In 2022 made a series titled Ciclos: Blooms of Mold that started out as studies in while I was still in the hospital. I made six small works on paper—now on view at the Brooklyn Museum alongside five large-scale paintings. The museum and Damiani published a book about that experience. The paintings are part of the “Brooklyn Abstraction: Four Artists, Four Walls” exhibition at the museum. Making that series and moving along into the “Polarities” series shown in Detroit’s Library Street Collective allowed me to focus and be active physically. The exhibition’s themes and writing about the work helped me mentally.

JOSE PARLA, Espanola, 2022, acrylic on canvas, 25.4 × 25.4 cm. Courtesy the artist and Ben Brown Fine Arts, Hong Kong.

There’s a lot of heat in these large paintings, but then you’ve also made these very cool, blue canvases (Blue Clouds, Written Dreams, Española), which almost seem delicate by comparison. Is there a different rhythm to working on a small scale like this? Or what’s that experience like for you?

The colors in the paintings came to me while I closed my eyes. When I opened my eyes I would sometimes look at the clouds in the sky or at the sun, or sometimes I’d look at the wall or at the floor. When I would blink I saw the colors in what I was looking at along with forms of my calligraphy. There are imaginative paintings. The small works are very intimate and the large paintings allow me to be more loose.

JOSE PARLA, Psycho-Geographical Texture, acrylic and oil on canvas, 182.9 × 274.3cm. Courtesy the artist and Ben Brown Fine Arts, Hong Kong.

I like the title Psycho-Geographical Texture because seems like a very succinct phrase for your interests in representing the textures of spaces and the feelings, memories, and associations we get from our physical environments. But in this painting and others in “Phosphene,” it also seems like you are sharing your hallucinations or interior visions. Is that a new direction for you, or do you think you’ve always been doing that in your works?

Great question. I have been always doing this. One of the first painting I made in this style is from 2010 and is titled Eyes Towards the Sun. Abstract painting, imagining what I paint has always been a kind of hallucination.

For you, what’s the correlation between emotion and gesture, and emotion and color?

Emotions come through a gesture. A gesture is like a dance, an expression of thoughts, emotion, history, sensations, everything we experience whether we know it or not shows through our body language. Painting is a reflection of the body and mind language. Each gesture is a carrier of personality and experience.

How do you think about the idea of trompe l’oeil in relation to your works? Do you want your canvases or sculptures to be briefly/temporarily mistaken for real surfaces?

The trompe l’oeil technique is different from what I do. I imagine places from memory and paint in a reactive emotional way using techniques that combine various materials, and not only oil. I understand what you mean, though, and it is my intention to cause a brief or temporary question between reality or abstraction.

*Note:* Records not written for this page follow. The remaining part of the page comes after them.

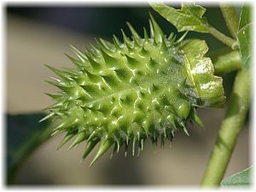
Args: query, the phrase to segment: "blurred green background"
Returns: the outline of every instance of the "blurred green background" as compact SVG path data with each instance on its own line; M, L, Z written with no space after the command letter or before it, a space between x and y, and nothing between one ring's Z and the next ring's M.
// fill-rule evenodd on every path
M178 4L175 4L178 6ZM217 4L205 6L208 22L229 35ZM237 5L238 8L238 5ZM53 101L44 92L56 89L44 80L55 76L44 64L55 67L73 67L63 53L73 55L69 44L81 49L95 43L94 38L121 38L120 29L128 35L125 24L131 22L140 34L148 29L148 12L152 13L166 34L177 30L148 4L96 6L81 5L6 5L6 113L20 114L41 112ZM239 9L237 9L239 13ZM177 34L181 36L182 34ZM209 51L224 44L209 34L189 32L189 38L205 39ZM229 96L234 73L224 78L225 95ZM62 135L50 138L22 164L16 177L17 185L198 185L204 173L225 109L199 109L205 130L196 125L189 127L190 137L177 133L172 147L157 147L148 142L140 156L124 150L110 160L107 153L91 168L90 160L95 151L79 163L84 144L67 151L67 145L55 150ZM9 116L6 128L7 147L20 140L25 121ZM12 123L13 122L13 123ZM15 134L13 126L19 129ZM19 125L20 125L19 127ZM242 129L229 165L226 176L245 169L250 162L248 122ZM20 140L21 141L21 140Z

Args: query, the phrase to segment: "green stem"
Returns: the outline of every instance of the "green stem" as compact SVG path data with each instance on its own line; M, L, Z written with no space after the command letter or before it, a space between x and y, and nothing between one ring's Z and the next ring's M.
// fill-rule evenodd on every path
M251 96L251 72L238 72L225 117L212 152L202 186L218 186L225 173L238 134L244 124Z
M225 36L224 34L218 32L217 29L215 29L211 26L208 26L207 29L214 38L221 41L222 43L225 44L226 45L230 46L232 49L238 49L239 46L237 41Z
M214 73L224 74L241 68L241 61L238 50L229 51L228 53L212 58Z
M238 19L235 8L231 4L226 3L220 3L219 7L230 34L234 38L236 38Z

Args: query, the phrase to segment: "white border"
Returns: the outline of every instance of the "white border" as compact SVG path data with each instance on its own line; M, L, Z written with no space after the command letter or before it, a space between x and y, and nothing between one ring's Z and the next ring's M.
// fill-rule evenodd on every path
M178 1L168 1L168 2L172 2L172 3L177 3ZM188 1L188 0L183 0L182 2L191 2L191 1ZM197 2L197 3L218 3L220 1L194 1L194 2ZM231 3L241 3L241 1L239 0L233 0L233 1L221 1L222 3L223 2L231 2ZM253 5L254 5L254 1L248 1L248 0L246 0L246 1L243 1L243 2L246 2L246 3L252 3ZM120 187L114 187L113 185L111 187L111 186L100 186L99 188L97 188L96 186L96 187L90 187L90 186L84 186L84 187L67 187L67 186L64 186L64 187L55 187L55 186L48 186L47 188L40 188L40 186L35 188L35 187L29 187L29 188L26 188L26 187L22 187L20 186L18 187L18 188L7 188L6 185L5 185L5 165L3 165L4 163L4 158L6 158L6 154L4 153L4 147L5 147L5 117L3 116L3 113L5 112L5 101L6 101L6 98L5 98L5 73L6 73L6 68L5 68L5 65L6 65L6 62L5 62L5 56L6 56L6 53L5 53L5 38L6 38L6 34L5 34L5 30L6 30L6 18L5 18L5 7L8 4L14 4L14 5L38 5L38 6L40 6L40 5L61 5L61 6L68 6L68 5L77 5L77 4L93 4L93 5L134 5L134 6L137 6L137 5L145 5L145 3L147 3L146 1L137 1L137 0L130 0L130 1L120 1L120 0L112 0L112 1L103 1L103 0L87 0L87 1L83 1L83 0L75 0L75 1L67 1L67 0L58 0L58 1L52 1L52 0L44 0L44 1L19 1L19 0L12 0L12 1L0 1L0 3L1 3L1 9L0 9L0 27L1 27L1 36L0 36L0 43L1 43L1 52L0 52L0 58L2 60L2 63L0 65L0 78L1 78L1 81L0 81L0 90L1 90L1 94L0 94L0 108L2 109L2 113L1 113L1 116L0 116L0 125L1 125L1 158L0 158L0 170L1 170L1 175L0 175L0 179L1 179L1 191L2 190L16 190L16 191L23 191L23 190L32 190L32 191L34 191L34 190L38 190L38 191L49 191L49 190L55 190L55 191L67 191L67 190L77 190L77 191L84 191L84 189L86 189L86 191L95 191L95 190L97 190L97 191L119 191L119 190L122 190L122 191L154 191L154 190L159 190L159 191L184 191L184 190L191 190L191 191L198 191L199 189L199 187L195 187L195 186L191 186L191 188L189 186L181 186L181 187L172 187L172 186L168 186L168 187L156 187L156 186L147 186L147 187L141 187L141 186L137 186L137 187L130 187L127 188L125 186L120 188ZM254 7L254 6L253 6ZM254 10L253 10L253 21L255 20L255 13L254 13ZM255 30L253 28L253 37L255 35ZM254 41L253 41L254 42ZM253 44L253 55L254 55L255 54L255 47L254 47L254 44ZM254 66L256 65L256 63L254 62L254 57L253 58L253 64L254 64ZM255 73L255 71L256 71L256 67L253 67L253 74L256 74ZM250 137L250 140L252 141L252 143L251 143L251 152L252 152L252 164L254 165L254 162L255 162L255 148L254 148L254 146L255 146L255 131L254 129L256 128L256 124L255 124L255 98L254 98L254 96L255 96L255 78L254 78L254 75L253 76L253 108L252 108L252 116L251 116L251 125L250 125L250 129L251 129L251 137ZM253 166L253 172L255 172L255 165ZM253 180L254 180L254 174L253 174ZM114 187L114 188L113 188ZM253 185L253 188L250 188L249 189L250 190L253 190L254 189L254 187L255 185ZM214 189L207 189L207 190L214 190ZM219 190L219 189L218 189ZM226 190L226 189L225 189ZM239 189L240 191L241 189Z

How did it feel to show your paintings next to Gerhard Richter’s canvases at the Hong Kong Spotlight fair in 2020? Is he an important artist for you? What, if anything, do you get from his work?

Gerhard Richter is an important artist for me for many reasons. Mainly I admire how he can make so many different styles so masterfully. It was an honor to have my paintings exhibit alongside his paintings.

Next time you’re in Hong Kong, or if you were in Hong Kong in March, what would you be excited to do and see?

There is so much to do in Hong Kong, but I would mostly be excited to see my Hong Kong local friends and to go and eat dim sum. I love walking around getting lost and taking photographs of the city. I first went to Hong Kong in 2005 and fell in love with the city, the energy and people. I would love to visit the Tian Tan Buddha.

José Parlá’s exhibition “Phosphene” is on view at Ben Brown Fine Arts, Hong Kong, through April 29, 2023.